Aquel hombre vendió su propia sangre para que yo pudiera estudiar. Hoy, que gano cien mil al mes, vino a pedirme dinero y no quise darle ni un centavo.

Cuando me aceptaron en la universidad, lo único que tenía era un papel que decía que había aprobado y un sueño ardiente de salir de la miseria. La vida era tan dura que, si había carne en la mesa, hasta los perros del vecindario ladraban de emoción.

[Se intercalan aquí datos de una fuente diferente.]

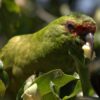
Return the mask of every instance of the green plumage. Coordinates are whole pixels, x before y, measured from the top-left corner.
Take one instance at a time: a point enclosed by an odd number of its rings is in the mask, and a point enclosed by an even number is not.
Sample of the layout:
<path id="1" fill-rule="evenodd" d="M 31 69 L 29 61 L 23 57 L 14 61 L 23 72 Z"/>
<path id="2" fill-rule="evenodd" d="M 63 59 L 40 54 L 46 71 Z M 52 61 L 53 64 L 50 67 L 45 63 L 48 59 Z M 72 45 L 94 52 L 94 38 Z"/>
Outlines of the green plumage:
<path id="1" fill-rule="evenodd" d="M 84 56 L 81 38 L 70 33 L 68 21 L 74 21 L 76 25 L 82 25 L 84 22 L 95 24 L 85 15 L 63 16 L 36 33 L 11 38 L 1 49 L 0 59 L 14 83 L 18 85 L 33 73 L 56 68 L 70 74 L 75 71 L 78 63 L 76 64 L 73 56 L 80 61 Z"/>

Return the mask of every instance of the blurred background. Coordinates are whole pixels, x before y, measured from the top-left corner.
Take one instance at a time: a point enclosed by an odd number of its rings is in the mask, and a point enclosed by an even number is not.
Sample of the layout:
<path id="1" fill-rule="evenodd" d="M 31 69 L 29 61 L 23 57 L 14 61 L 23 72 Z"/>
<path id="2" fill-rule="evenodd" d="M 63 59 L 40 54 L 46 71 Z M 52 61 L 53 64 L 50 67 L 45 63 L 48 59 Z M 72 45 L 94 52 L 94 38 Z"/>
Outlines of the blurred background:
<path id="1" fill-rule="evenodd" d="M 97 22 L 95 51 L 100 56 L 100 0 L 0 0 L 0 48 L 8 39 L 33 33 L 70 12 L 85 13 Z"/>

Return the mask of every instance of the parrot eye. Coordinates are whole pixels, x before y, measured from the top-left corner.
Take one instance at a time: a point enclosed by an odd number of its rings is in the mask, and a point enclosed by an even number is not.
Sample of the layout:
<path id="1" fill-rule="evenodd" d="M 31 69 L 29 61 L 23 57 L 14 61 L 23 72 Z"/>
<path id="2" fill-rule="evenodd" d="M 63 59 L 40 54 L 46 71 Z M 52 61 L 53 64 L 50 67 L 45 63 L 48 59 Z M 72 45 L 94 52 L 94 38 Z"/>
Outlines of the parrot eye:
<path id="1" fill-rule="evenodd" d="M 67 28 L 70 32 L 73 32 L 75 30 L 74 24 L 73 23 L 67 23 Z"/>

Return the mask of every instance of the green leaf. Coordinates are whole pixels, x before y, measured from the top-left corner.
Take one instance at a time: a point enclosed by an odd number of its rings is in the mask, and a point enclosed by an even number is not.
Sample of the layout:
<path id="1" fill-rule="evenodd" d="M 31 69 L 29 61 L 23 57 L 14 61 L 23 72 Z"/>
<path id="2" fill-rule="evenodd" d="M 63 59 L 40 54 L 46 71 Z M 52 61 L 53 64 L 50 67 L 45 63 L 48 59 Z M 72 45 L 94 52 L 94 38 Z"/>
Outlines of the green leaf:
<path id="1" fill-rule="evenodd" d="M 65 96 L 63 98 L 63 100 L 68 100 L 68 99 L 76 96 L 79 93 L 79 91 L 81 91 L 81 82 L 80 82 L 80 80 L 78 80 L 75 87 L 73 87 L 72 93 L 69 96 Z"/>
<path id="2" fill-rule="evenodd" d="M 42 74 L 41 76 L 36 78 L 36 80 L 32 83 L 32 85 L 37 84 L 38 94 L 42 100 L 58 100 L 60 88 L 74 80 L 77 81 L 74 90 L 72 91 L 70 96 L 65 97 L 65 98 L 72 98 L 81 90 L 80 81 L 75 76 L 64 74 L 64 72 L 62 72 L 60 69 L 52 70 L 50 72 Z M 55 86 L 56 89 L 55 90 L 56 92 L 54 91 L 55 93 L 53 93 L 52 91 L 50 82 L 53 82 Z M 32 85 L 30 87 L 32 87 Z M 23 94 L 21 93 L 21 91 L 22 88 L 18 93 L 18 96 L 20 97 Z M 55 94 L 57 94 L 58 96 Z M 17 100 L 21 100 L 18 98 L 19 97 L 17 97 Z"/>

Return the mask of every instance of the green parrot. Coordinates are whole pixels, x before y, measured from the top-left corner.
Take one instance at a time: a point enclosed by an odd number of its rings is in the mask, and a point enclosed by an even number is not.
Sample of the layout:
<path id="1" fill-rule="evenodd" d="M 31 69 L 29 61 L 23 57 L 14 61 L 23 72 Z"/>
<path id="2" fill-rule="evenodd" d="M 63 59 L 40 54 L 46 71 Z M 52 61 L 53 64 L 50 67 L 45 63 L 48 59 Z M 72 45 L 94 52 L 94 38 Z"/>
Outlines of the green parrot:
<path id="1" fill-rule="evenodd" d="M 0 99 L 4 96 L 9 84 L 9 77 L 3 68 L 3 63 L 0 61 Z"/>
<path id="2" fill-rule="evenodd" d="M 10 90 L 18 89 L 32 74 L 59 68 L 67 74 L 79 71 L 84 58 L 93 58 L 95 31 L 96 23 L 91 17 L 74 13 L 33 34 L 11 38 L 0 51 L 0 59 L 12 80 Z"/>

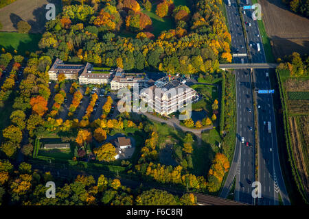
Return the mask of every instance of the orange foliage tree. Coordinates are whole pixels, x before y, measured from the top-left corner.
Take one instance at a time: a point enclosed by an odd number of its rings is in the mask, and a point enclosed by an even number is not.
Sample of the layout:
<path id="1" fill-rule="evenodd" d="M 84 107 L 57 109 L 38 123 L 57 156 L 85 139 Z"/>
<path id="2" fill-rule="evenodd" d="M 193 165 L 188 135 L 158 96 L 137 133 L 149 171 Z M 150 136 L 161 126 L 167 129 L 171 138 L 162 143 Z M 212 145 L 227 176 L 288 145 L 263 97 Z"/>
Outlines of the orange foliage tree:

Mi madre murió cuando yo tenía diez años, y mi padre biológico desapareció mucho antes de que yo pudiera siquiera recordar su rostro. El único que me acogió fue un hombre que no era de mi sangre: mi padrastro, o mejor dicho, el hombre que fue mi verdadero padre.
Él era el compañero de juventud de mi madre. Se ganaba la vida empujando una carretilla o en una bicicleta motorizada, y vivía en un cuartito alquilado de diez metros, allá a la orilla del río. Cuando mi madre se fue, fue él, a pesar de su propia penuria, quien dijo: “El muchacho se viene conmigo”. Y en todos mis años de estudio, ese hombre se mató trabajando día y noche, se endeudó hasta el cuello, para que yo no dejara la escuela.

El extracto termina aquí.